Elle s'était promis de ne pas faire de vagues, les jours précédents le rendez-vous. De mentir sur ses véritables intentions et de se faire oublier jusqu'à nouvel ordre. Jusqu'à la prochaine convocation. Mais ça avait été plus fort qu'elle. Cette pseudo crise sanitaire qui avait bon dos, -première atteinte à ses libertés fondamentales- doublé de ce flicage en règle l'avaient tout simplement fait virer de bord. Plus elle s'exprimait, plus les mots abondaient, coulant de ses lèvres en un liquide fluide -le discours était concis et structuré et c'est surtout cela qui avait déstabilisé la conseillère, habituée à ce que les demandeurs cafouillent devant elle par confusion, par timidité ou par manque de vocabulaire - mais non moins acide. La colère pouvait désormais se lire sur son visage et au fond de sa rétine ; tout ce qu'il pu rester d'humain dans cette interaction, un masque sanitaire recouvrant son expression faciale, cadenassée elle-même par les codes sociaux en vigueur dans l'enceinte de l'établissement. Une aseptisation de tout en bonne et due forme. Il serait bientôt de bon ton de passer les émotions en machine au préalable de tout échange. 

"Eh bien, je ne vous convoquerai plus. Soyez-en assurée, je ne vous convoquerai plus." Elle continua, à la limite du bredouillement : 

"Je voulais simplement comprendre la raison pour laquelle votre suivi dans le cadre du programme s'est achevé dans ces conditions..." 

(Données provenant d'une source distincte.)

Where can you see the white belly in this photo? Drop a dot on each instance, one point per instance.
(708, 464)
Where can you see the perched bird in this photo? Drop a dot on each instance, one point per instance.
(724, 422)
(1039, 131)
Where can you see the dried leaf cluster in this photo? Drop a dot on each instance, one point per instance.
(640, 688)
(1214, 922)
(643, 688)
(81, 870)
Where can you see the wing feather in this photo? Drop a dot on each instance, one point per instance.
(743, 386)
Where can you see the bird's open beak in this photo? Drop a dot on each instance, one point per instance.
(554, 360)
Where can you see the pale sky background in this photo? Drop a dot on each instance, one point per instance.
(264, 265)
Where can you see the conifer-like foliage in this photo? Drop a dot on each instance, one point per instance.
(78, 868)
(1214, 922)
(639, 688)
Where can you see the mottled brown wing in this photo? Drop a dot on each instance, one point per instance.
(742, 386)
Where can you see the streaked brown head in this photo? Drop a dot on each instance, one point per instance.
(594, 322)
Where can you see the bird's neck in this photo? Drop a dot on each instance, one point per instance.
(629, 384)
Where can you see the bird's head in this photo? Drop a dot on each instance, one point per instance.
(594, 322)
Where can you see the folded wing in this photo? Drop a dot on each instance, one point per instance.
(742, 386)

Voici qu'elle en venait elle-même à se justifier d'avoir fait son travail. Elle qui n'avait pas hésité à prendre un ton d'accusation pour s'adresser à la candidate au début de l'entretien, lui faisant sentir avec froideur qu'elle attentait au bon exercice de ses fonctions. C'était désormais elle qui se sentait mal à l'aise, et elle en ignorait à vrai dire la raison profonde. Les deux femmes se toisaient maintenant à travers la vitre de plexiglas réglementaire ; deux animaux en cage. L'une en position de force hiérarchique, mais vraisemblablement affaiblie d'un point de vue émotionnel. L'autre en position de faiblesse symbolique, mais remontée comme un coucou. La plus âgée des deux sonna la fin du round : 

"Bon, je ne vais pas vous retenir plus longtemps ici, je vais donc mettre fin à cet entretien." Lança-t-elle d'un ton volontairement neutre en plaquant ses deux mains sur le bureau pour se lever de siège, le regard dirigé vers le sol. Il n'était pas rare en effet que des demandeurs d'emploi s'en prennent à des membres du personnel. Surtout à Béziers, zone sinistrée par le chômage, la misère culturelle, l'abus d'alcool, le trafic de drogue et tout ce que l'on voudra. Bref, on n'était jamais trop prudent. Elle raccompagna le numéro 7874874783487 de son portefeuille de contacts jusqu'à la porte, qu'elle referma doucement après avoir salué du bout des lèvres selon le protocole en vigueur. L'entretien avait duré un quart d'heure en tout et pour tout. 

La jeune femme traversa le couloir menant à la sortie d'un pas lent et assuré, se sentant à la fois libre et hors-la-loi. Mais encore fallait-il que quelqu'un la transgresse pour que la loi évolue, et il ne fallait pas compter sur les instances publiques pour qu'elles remettent leurs propres règles en question. Elle sortit par l'entrée -la voie la plus courte- sous les rires du vigile qui s'amusait avec courtoisie du non-respect des indications de sortie préconisées par une signalisation pourtant explicite.